# APEX STATS Dataset
Prepared by Michelle Baca Reinke

## Source Attribution

Author: Data Copyright &copy; Cortez et. al. (2008), All Rights Reserved

Title: Student Alcohol Consumption

Source: [Kaggle](https://www.kaggle.com/datasets/uciml/student-alcohol-consumption)

License: CC0: Public Domain

Changes: Data have been adapted for APEX STATS by Michelle Baca Reinke; data has been condensed into a subset of specific variables in the example version.


## Description of the Original Data


The data were obtained in a survey of students math and Portuguese language courses in secondary school. It contains interesting social, gender, and study information about students.   

The original data contain two sets, one full set of the same variables from a math course and another from a language course.

The full dataset can be downloaded [here](https://www.kaggle.com/datasets/uciml/student-alcohol-consumption). The resulting download file will contain both datasets and an R file. Note that there are several (n = 382) students that belong to both datasets. These can be identified by searching for identical attributes that characterize each student, as shown in the annexed R file.

Citation:    

P. Cortez and A. Silva. Using Data Mining to Predict Secondary School Student Performance. In A. Brito and J. Teixeira Eds., Proceedings of 5th FUture BUsiness TEChnology Conference (FUBUTEC 2008) pp. 5-12, Porto, Portugal, April, 2008, EUROSIS, ISBN 978-9077381-39-7.

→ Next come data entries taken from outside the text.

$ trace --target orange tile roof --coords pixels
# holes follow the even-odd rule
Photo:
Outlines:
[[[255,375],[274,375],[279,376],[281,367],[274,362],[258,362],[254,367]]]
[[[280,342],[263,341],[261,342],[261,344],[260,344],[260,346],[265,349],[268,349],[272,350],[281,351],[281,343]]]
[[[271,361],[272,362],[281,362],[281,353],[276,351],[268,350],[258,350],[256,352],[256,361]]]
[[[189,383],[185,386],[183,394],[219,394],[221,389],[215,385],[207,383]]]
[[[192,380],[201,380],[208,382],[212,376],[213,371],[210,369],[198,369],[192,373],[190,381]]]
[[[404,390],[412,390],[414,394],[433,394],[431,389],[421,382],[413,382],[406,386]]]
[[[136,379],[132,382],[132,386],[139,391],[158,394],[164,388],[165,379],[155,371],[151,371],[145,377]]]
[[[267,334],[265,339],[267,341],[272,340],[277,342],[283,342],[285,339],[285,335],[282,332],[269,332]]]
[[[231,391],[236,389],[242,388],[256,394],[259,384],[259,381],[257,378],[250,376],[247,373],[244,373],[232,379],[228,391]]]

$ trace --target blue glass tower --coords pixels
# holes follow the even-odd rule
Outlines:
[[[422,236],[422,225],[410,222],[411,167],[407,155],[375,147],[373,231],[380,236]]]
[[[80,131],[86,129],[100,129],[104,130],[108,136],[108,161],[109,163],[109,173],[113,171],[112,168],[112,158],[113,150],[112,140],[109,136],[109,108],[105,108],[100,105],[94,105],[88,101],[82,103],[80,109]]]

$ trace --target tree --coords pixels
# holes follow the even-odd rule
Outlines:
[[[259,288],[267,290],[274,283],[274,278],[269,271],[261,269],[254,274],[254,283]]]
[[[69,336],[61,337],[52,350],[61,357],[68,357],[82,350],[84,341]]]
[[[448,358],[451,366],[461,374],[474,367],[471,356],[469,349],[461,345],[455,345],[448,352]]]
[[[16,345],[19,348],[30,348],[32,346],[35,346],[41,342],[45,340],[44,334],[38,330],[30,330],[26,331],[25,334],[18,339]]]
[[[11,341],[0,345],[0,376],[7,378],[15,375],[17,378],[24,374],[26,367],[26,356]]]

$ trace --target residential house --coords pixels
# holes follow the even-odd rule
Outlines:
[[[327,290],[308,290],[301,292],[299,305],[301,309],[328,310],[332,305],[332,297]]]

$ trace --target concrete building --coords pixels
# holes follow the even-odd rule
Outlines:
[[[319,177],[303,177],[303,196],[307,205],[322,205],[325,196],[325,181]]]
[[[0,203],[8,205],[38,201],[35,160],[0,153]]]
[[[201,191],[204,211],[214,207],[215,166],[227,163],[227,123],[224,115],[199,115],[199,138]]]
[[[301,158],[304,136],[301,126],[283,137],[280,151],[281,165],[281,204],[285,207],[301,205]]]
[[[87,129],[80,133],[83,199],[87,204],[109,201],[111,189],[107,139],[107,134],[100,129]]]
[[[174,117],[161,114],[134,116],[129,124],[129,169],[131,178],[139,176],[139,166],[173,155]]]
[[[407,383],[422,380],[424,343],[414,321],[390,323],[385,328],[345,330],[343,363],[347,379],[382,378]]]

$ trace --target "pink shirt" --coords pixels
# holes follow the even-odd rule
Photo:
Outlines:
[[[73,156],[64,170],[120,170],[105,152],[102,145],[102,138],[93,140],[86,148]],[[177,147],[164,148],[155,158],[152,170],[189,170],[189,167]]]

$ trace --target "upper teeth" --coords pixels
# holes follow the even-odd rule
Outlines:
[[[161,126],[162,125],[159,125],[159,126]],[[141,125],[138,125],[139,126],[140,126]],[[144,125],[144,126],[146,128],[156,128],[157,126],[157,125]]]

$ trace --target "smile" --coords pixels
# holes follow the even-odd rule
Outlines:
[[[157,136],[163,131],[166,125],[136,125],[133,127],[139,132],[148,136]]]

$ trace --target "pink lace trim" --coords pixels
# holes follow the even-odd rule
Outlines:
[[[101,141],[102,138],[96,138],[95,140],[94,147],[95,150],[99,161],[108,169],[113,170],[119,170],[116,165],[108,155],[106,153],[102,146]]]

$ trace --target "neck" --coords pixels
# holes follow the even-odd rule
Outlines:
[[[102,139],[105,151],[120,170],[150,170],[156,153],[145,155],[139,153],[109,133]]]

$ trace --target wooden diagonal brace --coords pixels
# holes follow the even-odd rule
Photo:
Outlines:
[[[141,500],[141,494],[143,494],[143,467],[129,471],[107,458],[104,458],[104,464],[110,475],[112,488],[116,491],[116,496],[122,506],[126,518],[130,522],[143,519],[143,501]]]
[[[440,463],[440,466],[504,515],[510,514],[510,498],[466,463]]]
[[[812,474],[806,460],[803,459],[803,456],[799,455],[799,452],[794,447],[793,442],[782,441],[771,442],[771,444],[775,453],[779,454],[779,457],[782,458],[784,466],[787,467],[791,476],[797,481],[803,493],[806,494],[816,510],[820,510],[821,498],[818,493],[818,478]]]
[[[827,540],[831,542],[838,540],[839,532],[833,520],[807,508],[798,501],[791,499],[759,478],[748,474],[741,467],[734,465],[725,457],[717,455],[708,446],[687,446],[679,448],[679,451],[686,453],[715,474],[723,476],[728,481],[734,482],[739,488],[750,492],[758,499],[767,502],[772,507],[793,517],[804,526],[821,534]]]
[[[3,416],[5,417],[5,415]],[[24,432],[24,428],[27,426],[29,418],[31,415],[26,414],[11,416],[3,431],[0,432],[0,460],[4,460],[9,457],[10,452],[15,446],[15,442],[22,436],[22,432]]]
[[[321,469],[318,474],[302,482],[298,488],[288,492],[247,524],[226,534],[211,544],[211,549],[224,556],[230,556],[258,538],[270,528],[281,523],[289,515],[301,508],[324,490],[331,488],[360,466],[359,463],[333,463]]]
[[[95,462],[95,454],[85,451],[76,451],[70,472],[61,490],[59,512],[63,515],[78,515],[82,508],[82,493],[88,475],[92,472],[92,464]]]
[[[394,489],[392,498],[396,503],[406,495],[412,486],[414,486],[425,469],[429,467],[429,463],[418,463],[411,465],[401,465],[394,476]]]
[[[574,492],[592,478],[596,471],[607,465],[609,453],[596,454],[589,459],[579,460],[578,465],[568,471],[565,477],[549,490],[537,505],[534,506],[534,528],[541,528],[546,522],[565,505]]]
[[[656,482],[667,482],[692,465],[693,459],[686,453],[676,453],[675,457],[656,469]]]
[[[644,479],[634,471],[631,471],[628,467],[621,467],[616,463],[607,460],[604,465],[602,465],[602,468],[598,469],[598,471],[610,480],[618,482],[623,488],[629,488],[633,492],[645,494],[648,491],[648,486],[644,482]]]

## Description of the Example

Access this example using the file `example.csv`.

The example file is a subset of only the math class dataset from the original data.

<br>

The following variables are included:


y: Final grade (numeric: see note below)       
y1: First semster grade (numeric: see note below)    
y3: Second semster grade (numeric: see note below)  
x: Weekday alcohol consumption (numeric: 1 very low to 5 very high)  
x1: Weekend alcohol consumption (numeric: 1 very low to 5 very high)   
x2: Absences (numeric: 0 to 93)        
x3: Sex (dichotomous: 'F' female or 'M' male)    
x4: Age at enrollment (numeric: 15 to 22)     
x5: Resdential area type (dichotomous: 'U' urban or 'R' rural)       
x6: Family size (dichotomous: 'LE3' less or equal to 3 or 'GT3' greater than 3)       
x7: Parental co-habitation (dichotomous: 'T' together or 'A' apart)   
x8: Mother's education (numeric: '0' none, '1' primary education up to 4th grade, '2' 5th to 9th grade, '3' secondary education, or '4' higher education)    
x9: Father's education (numeric: '0' none, '1' primary education up to 4th grade, '2' 5th to 9th grade, '3' secondary education, or '4' higher education)         
x10: Guardian (nominal: 'mother' / 'father' / 'other')    
x11: Commute to school (numeric: '1' less than 15 minutes, '2' 15 to 30 minutes, '3' 30 minutes to 1 hour, or '4' more than 1 hour)    
x12: Weekly study time (numeric: '1' less than 2 hours, '2' 2 to 5 hours, '3' 5 to 10 hours, or '4' more than 10 hours)       
x13: School educational support (dichotomous: yes or no)      
x14: Family educational support (dichotomous: yes or no)        
x15: Extracurricular activities (dichotomous: yes or no)    
x16: Home internet access (dichotomous: yes or no)   
x17: Family relationship quality (numeric: '1' very bad to '5' excellent)    
x18: Free time after school (numeric: '1' very low to '5' very high)    
x19: Social outings with friends (numeric: '1' very low to '5' very high)    
x20: Current health status (numeric: '1' very bad to '5' very good)


<br>

Notes: The grades reflect the Portuguese grading system, rated from 0 to 20. More details on the grading system along with the international equivalence can be found [here](https://www.upt.pt/en/home/internationals/portuguese-grading-system-2/#:~:text=Notes%3A%20A%20grade%20below%20to,are%20even%20more%20rarely%20used.).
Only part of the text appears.